The organization said Israeli forces had provided general warnings to the town’s residents to leave the area prior to July 21. However, it said, Israel had a responsibility to avoid civilian casualties, even if people ignored the warnings.
“Warning families to flee fighting doesn’t make them fair targets just because they’re unable to do so, and deliberately attacking them is a war crime,” said said Sarah Leah Whitson, Middle East director at Human Rights Watch.
A spokesman for the Israel Defense Forces said he was not aware of the Human Rights Watch charge, and had no immediate response.
Most Israeli ground forces are gone from Gaza, Israeli media reports say, but some remain on the periphery of the strip, continuing to destroy tunnels leading into Israel. More than 30 have been rendered useless, the army says.
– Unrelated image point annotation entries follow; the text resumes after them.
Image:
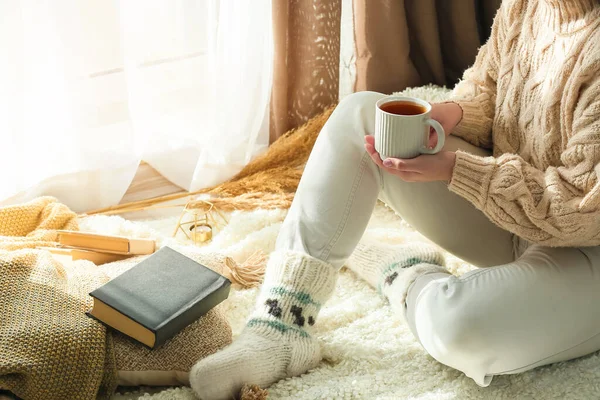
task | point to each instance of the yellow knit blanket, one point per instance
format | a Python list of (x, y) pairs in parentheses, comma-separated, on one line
[(49, 349)]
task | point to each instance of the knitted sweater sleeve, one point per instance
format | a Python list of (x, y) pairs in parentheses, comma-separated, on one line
[(556, 207), (476, 92)]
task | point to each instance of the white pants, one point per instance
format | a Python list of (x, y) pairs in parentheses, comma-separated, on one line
[(526, 306)]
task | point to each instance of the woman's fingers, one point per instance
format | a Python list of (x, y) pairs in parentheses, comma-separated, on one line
[(417, 164)]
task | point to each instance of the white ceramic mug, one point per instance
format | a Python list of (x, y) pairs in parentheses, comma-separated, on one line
[(405, 136)]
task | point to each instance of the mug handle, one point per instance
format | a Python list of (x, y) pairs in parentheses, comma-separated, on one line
[(441, 137)]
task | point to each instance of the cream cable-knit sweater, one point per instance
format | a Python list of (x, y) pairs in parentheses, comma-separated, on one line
[(533, 95)]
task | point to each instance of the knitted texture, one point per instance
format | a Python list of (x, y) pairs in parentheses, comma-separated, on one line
[(49, 349), (533, 95), (277, 341), (393, 269)]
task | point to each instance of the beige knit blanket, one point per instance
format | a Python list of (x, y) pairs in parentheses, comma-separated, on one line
[(49, 348)]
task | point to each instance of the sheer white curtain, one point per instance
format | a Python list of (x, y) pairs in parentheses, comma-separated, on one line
[(88, 89)]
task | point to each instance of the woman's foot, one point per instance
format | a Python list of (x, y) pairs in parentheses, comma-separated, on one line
[(391, 269), (277, 341)]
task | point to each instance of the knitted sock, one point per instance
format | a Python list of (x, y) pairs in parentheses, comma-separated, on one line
[(276, 342), (393, 269)]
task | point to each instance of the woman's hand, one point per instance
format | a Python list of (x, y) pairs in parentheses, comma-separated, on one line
[(447, 114), (425, 168)]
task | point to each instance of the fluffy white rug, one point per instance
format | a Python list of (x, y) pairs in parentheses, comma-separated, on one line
[(368, 352)]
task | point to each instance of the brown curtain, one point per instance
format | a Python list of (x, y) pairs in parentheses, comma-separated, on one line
[(306, 66), (402, 43)]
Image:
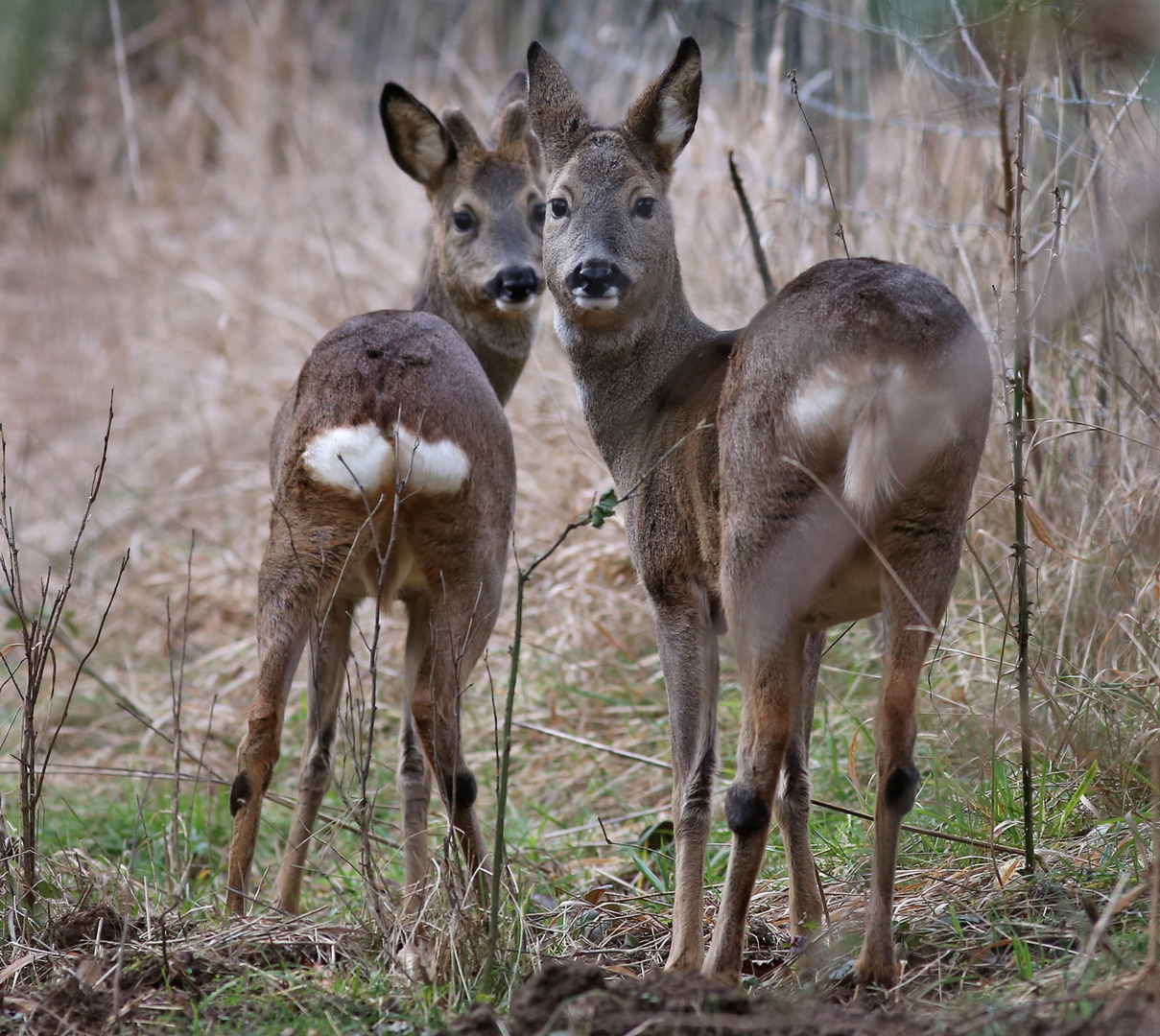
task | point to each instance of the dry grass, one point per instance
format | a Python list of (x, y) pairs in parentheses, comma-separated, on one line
[(272, 210)]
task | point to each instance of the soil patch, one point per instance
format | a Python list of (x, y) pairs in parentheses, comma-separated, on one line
[(580, 999)]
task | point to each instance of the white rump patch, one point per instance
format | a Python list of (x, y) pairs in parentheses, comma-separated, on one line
[(361, 459), (673, 122), (886, 415)]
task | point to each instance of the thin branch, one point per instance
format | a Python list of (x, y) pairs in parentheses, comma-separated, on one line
[(759, 254), (840, 231)]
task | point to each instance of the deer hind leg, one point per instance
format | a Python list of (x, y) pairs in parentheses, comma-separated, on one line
[(909, 619), (286, 596), (329, 651), (688, 651), (770, 702), (414, 776), (462, 620), (792, 804)]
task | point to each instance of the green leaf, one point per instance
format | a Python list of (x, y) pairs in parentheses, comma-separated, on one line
[(604, 508)]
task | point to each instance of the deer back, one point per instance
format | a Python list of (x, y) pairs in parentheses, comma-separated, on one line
[(394, 400)]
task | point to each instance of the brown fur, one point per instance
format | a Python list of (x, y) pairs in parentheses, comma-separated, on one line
[(500, 188), (443, 554), (744, 509)]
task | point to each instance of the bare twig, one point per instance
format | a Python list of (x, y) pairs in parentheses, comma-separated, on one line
[(1021, 369), (839, 231)]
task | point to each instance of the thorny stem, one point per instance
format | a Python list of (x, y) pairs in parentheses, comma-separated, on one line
[(598, 514), (839, 231), (1020, 365), (37, 632)]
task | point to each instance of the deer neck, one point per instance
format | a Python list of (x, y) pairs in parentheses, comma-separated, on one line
[(500, 341), (620, 372)]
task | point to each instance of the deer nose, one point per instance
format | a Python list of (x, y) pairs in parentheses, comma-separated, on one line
[(597, 278), (514, 284)]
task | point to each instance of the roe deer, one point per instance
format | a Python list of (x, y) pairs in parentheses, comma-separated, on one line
[(393, 478), (810, 469)]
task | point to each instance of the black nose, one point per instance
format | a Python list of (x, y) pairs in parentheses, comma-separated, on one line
[(597, 278), (512, 283)]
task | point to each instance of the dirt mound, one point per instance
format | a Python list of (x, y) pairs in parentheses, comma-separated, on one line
[(579, 999)]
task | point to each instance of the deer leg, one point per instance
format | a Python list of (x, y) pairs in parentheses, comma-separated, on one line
[(688, 652), (792, 804), (329, 651), (284, 599), (770, 718), (909, 635), (459, 635), (414, 776)]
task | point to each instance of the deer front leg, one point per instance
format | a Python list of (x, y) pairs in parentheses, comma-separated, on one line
[(329, 649), (688, 653), (770, 708), (259, 751)]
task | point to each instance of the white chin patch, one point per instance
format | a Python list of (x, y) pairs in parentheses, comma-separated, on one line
[(588, 302), (361, 459), (505, 306)]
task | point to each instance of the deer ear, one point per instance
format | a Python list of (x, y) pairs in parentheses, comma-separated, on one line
[(516, 89), (419, 143), (558, 117), (664, 117)]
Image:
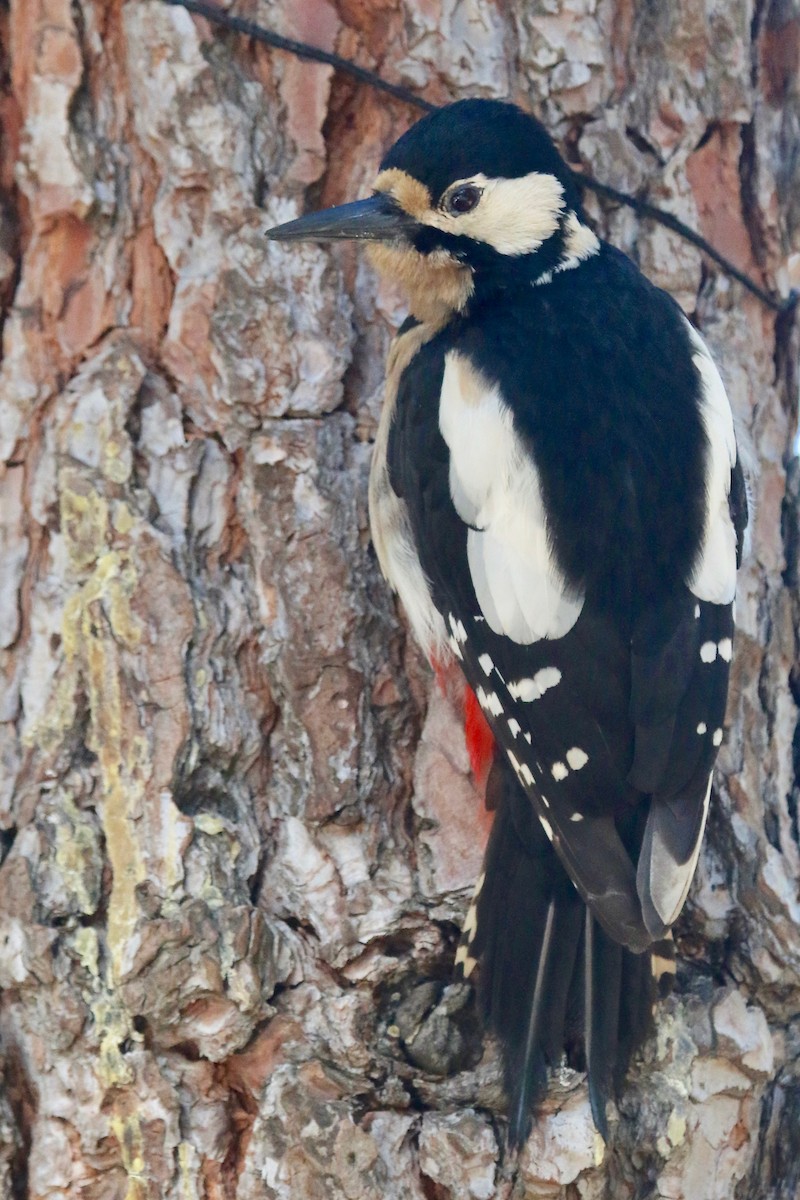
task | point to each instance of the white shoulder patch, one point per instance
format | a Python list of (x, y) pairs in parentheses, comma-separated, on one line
[(714, 577), (494, 487)]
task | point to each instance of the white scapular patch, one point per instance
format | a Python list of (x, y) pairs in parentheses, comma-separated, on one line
[(534, 689), (389, 519), (489, 701), (494, 487), (458, 630), (714, 577), (513, 215), (577, 757)]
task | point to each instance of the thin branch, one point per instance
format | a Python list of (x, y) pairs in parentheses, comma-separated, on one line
[(346, 66), (300, 49)]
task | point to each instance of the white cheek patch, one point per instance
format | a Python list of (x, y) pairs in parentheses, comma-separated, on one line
[(714, 577), (494, 487), (513, 215)]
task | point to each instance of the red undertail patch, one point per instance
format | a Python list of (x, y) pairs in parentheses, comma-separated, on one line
[(480, 739)]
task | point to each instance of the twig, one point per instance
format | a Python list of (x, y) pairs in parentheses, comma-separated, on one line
[(346, 66)]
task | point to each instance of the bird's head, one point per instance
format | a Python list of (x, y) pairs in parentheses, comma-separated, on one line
[(471, 199)]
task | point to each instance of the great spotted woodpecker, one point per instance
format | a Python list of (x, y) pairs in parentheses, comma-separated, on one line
[(555, 496)]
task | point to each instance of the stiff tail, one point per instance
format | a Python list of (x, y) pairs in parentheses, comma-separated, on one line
[(549, 978)]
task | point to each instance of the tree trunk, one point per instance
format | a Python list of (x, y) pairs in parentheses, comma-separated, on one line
[(239, 829)]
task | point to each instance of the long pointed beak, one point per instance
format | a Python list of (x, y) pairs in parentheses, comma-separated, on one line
[(374, 220)]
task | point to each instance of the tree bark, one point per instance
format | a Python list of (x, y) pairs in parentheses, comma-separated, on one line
[(236, 820)]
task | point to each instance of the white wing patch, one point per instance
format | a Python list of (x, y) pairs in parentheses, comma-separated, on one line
[(494, 487), (666, 881), (714, 577)]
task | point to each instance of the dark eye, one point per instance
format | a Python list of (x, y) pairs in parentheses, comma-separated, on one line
[(463, 199)]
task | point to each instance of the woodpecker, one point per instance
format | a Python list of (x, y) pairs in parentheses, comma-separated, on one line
[(557, 497)]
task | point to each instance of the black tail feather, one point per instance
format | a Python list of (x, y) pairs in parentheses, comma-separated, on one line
[(548, 973)]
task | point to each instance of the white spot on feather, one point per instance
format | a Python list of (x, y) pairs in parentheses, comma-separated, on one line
[(714, 577), (709, 652), (457, 627), (489, 701), (577, 757), (528, 690)]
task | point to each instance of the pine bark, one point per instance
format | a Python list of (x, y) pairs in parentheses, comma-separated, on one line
[(238, 829)]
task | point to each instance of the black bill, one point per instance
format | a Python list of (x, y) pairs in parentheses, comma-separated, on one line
[(379, 219)]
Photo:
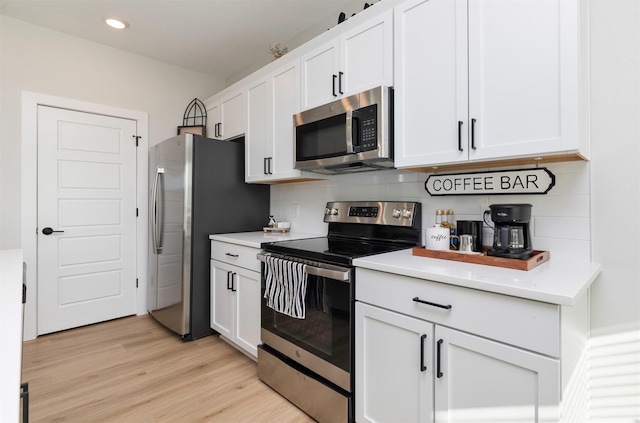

Thousands of troops were inside Gaza at the height of the ground offensive, though Israel as a matter of policy did not provide an exact figure.
The Israeli military said a strike before dawn killed a leader of Islamic Jihad, an ally of the militant group Hamas, which dominates the territory. The army identified the dead man as Danyal Mansour, Islamic Jihad’s commander in northern Gaza.
Palestinians said at least six others died in the strike as well.
Hours after the deadly attack on the Shati refugee camp in Gaza City, which injured about two dozen people in addition to killing an 8-year-old girl, the Israeli military had still not identified the intended target. The military said the strike took place “around” 10 a.m. local time, when the truce was beginning, leaving open the possibility that it had been a few moments later.
Anger over bloodshed in Gaza has been growing among Palestinians in east Jerusalem and the West Bank, and Monday saw an attack using a tactic that was familiar more than a decade ago.
Authorities said a Palestinian man apparently stole a piece of heavy machinery from a construction site, then used it to ram vehicles, including a nearly empty bus, in the nearly all-Jewish western part of the city.
One man was reported killed and six others hurt in the attack; the assailant was shot by police and died of his wounds. Police spokesman Mickey Rosenfeld tweeted that the incident was being treated as a terrorist attack.
A short time later, another assailant, this one on a motorcycle, shot and wounded an Israeli soldier, and then fled toward a Palestinian neighborhood in east Jerusalem, officials said. The shooting victim was reported in serious condition.
Special correspondent Batsheva Sobelman reported from Jerusalem, Los Angeles Times staff writer Laura King from Gaza City.